Valeu a pena ter acompanhado o livro. A próxima leitura deverá ser algo bem diferente, talvez algo de fantasia para contrabalançar os estudos sobre Filosofia que pretendo iniciar - e que o livro incentivou bastante.

terça-feira, 21 de janeiro de 2014

#1 O Chamado do Cuco



O primeiro livro do ano foi O Chamado do Cuco (Roberth Galbraith, Rocco, 447 págnas, tradução de Ryta Vinagre). Aqueles que acompanham as notícias sobre o mundo literário já devem saber que Robert Galbraith é apenas o pseudônimo da escritora mais rica da Inglaterra (e provavelmente do mundo) Joanne Kathleen Rowling, a famosa criadora da série Harry Potter. E justamente por ser a escritora mais rica da Inglaterra - e por ter uma obra que possivelmente ofuscaria qualquer trabalho posterior - seu estilo poderia continuar a ser negligenciado pela crítica por conta das comparações descabidas entre seus novos trabalhos e os livros da saga do bruxo mirim, como se percebe pela recepção morna de Morte Súbita. Daí nasceu Galbraith.
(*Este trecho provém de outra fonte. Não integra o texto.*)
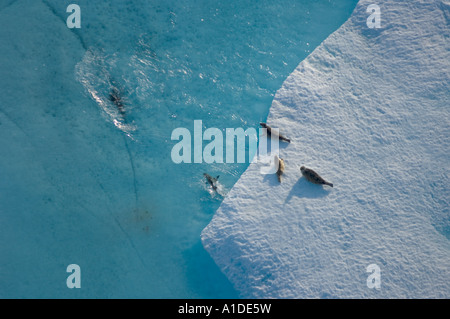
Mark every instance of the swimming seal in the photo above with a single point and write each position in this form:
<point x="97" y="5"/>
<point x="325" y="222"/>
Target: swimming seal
<point x="115" y="97"/>
<point x="269" y="132"/>
<point x="280" y="169"/>
<point x="313" y="177"/>
<point x="211" y="180"/>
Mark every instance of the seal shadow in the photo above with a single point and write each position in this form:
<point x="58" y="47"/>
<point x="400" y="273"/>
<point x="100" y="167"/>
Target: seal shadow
<point x="272" y="180"/>
<point x="305" y="189"/>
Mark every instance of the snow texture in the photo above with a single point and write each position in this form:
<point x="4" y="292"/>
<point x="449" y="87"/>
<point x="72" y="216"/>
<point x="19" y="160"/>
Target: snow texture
<point x="368" y="110"/>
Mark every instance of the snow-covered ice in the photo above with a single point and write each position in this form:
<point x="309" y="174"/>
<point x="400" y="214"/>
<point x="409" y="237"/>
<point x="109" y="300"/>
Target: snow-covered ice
<point x="368" y="110"/>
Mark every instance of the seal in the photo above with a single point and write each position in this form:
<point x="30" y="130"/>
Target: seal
<point x="313" y="177"/>
<point x="116" y="98"/>
<point x="280" y="169"/>
<point x="269" y="132"/>
<point x="211" y="180"/>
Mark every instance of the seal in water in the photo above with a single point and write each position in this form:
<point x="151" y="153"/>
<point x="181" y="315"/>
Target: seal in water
<point x="313" y="177"/>
<point x="280" y="170"/>
<point x="211" y="180"/>
<point x="115" y="97"/>
<point x="269" y="132"/>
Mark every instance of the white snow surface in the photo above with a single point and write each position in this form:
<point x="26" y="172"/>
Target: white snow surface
<point x="369" y="111"/>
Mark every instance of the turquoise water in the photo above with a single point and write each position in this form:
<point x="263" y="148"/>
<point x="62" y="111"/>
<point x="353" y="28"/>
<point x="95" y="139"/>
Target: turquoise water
<point x="173" y="62"/>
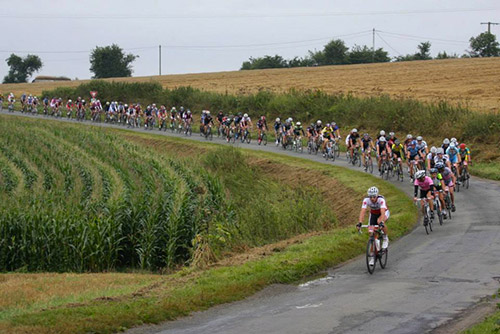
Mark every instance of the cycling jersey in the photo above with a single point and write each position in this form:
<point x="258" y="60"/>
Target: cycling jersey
<point x="452" y="154"/>
<point x="375" y="208"/>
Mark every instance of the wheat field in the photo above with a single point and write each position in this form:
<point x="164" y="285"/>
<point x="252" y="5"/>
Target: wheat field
<point x="475" y="82"/>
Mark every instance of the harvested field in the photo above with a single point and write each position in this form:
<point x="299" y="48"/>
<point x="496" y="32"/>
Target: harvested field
<point x="472" y="81"/>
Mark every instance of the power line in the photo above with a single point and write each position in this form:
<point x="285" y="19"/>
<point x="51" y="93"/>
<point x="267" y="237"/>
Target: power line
<point x="390" y="47"/>
<point x="245" y="15"/>
<point x="419" y="38"/>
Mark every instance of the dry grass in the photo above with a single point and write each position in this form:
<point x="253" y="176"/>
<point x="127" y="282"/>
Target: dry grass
<point x="473" y="81"/>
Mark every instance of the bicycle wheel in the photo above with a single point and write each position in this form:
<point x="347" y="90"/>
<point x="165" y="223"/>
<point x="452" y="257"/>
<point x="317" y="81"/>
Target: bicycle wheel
<point x="382" y="259"/>
<point x="370" y="255"/>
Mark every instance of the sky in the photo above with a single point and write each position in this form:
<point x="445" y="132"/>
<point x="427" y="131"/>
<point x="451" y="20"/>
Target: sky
<point x="218" y="35"/>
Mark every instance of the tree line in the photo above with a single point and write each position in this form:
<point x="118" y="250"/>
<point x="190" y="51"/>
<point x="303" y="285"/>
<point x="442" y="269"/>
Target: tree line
<point x="111" y="61"/>
<point x="336" y="52"/>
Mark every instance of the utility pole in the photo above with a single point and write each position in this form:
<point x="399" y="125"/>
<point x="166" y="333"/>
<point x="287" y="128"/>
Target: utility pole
<point x="489" y="25"/>
<point x="373" y="46"/>
<point x="159" y="50"/>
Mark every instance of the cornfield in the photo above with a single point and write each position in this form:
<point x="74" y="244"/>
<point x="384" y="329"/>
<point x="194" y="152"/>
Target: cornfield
<point x="77" y="199"/>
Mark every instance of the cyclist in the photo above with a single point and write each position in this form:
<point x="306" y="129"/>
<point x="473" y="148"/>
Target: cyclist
<point x="326" y="135"/>
<point x="261" y="127"/>
<point x="430" y="157"/>
<point x="438" y="188"/>
<point x="366" y="147"/>
<point x="277" y="130"/>
<point x="298" y="132"/>
<point x="383" y="151"/>
<point x="464" y="154"/>
<point x="454" y="157"/>
<point x="449" y="181"/>
<point x="354" y="141"/>
<point x="246" y="124"/>
<point x="397" y="150"/>
<point x="446" y="144"/>
<point x="426" y="186"/>
<point x="379" y="213"/>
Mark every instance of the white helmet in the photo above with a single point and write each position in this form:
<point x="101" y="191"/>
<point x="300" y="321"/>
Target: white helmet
<point x="420" y="174"/>
<point x="373" y="191"/>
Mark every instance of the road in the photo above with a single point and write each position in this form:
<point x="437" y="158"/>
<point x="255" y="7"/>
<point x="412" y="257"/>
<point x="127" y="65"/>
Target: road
<point x="429" y="280"/>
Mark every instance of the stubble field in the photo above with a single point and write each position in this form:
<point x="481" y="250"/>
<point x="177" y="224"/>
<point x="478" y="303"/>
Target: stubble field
<point x="468" y="81"/>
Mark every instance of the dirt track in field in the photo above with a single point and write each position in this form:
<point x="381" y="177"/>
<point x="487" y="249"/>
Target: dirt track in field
<point x="472" y="81"/>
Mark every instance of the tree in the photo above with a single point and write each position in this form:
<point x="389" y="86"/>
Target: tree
<point x="335" y="53"/>
<point x="110" y="62"/>
<point x="424" y="51"/>
<point x="21" y="69"/>
<point x="484" y="45"/>
<point x="363" y="55"/>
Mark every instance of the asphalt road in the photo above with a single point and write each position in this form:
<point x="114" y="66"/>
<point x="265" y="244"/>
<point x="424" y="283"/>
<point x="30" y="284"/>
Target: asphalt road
<point x="429" y="280"/>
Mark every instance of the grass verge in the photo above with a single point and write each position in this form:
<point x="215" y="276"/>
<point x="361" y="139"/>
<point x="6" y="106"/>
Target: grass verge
<point x="190" y="289"/>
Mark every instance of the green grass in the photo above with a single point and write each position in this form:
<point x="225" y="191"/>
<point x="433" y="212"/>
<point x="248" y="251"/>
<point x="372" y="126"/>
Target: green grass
<point x="487" y="170"/>
<point x="191" y="289"/>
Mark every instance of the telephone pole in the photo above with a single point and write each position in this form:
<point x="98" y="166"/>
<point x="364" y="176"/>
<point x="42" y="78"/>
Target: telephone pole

Talvez não tenha sido ele, ou talvez tenha. Mas tudo pareceu ter mudado. Apesar de o "novo" autor não ter recebido muitos holofotes da crítica, todas que apareceram foram bastante positivas. E eu soube que a Rocco comprou os direitos de editar a obra no Brasil antes de saber quem era a verdadeira autora, que confirmou a revelação a contragosto, pressionada por um jornalista. Uma coincidência, já que a Rocco também é a editora de Harry Potter, e uma sorte grande, pois depois da revelação, as vendas explodiram.

Eu mesmo só li O Chamado do Cuco por causa de J. K. Como eu não me empolguei com as resenhas que havia lido sobre Morte Súbita, não me arrisquei a ler a obra, mas o "efeito Galbraith" parece ter dado certo. Depois de tantas resenhas positivas, resolvi arriscar. E valeu a pena: leitura tranquila e fluida, uma trama policial contemporânea e que tem algo de relevante a dizer. Focada no detetive Cormoran Strike e em sua secretária Robin Ellacott, é uma história clássica de mistério, que tem como pano de fundo o mundo das celebridades dos dias atuais. J. K. Rowling, ao ser descoberta, revelou também que certamente Robert Galbraith preparava uma sequência para a série, "apesar de certamente continuar recusando aparições públicas". Tomara que seja verdade: os personagens principais são sólidos e promissores, mas não completamente desenvolvidos. Seria ótimo ver esse desenvolvimento nos próximos livros.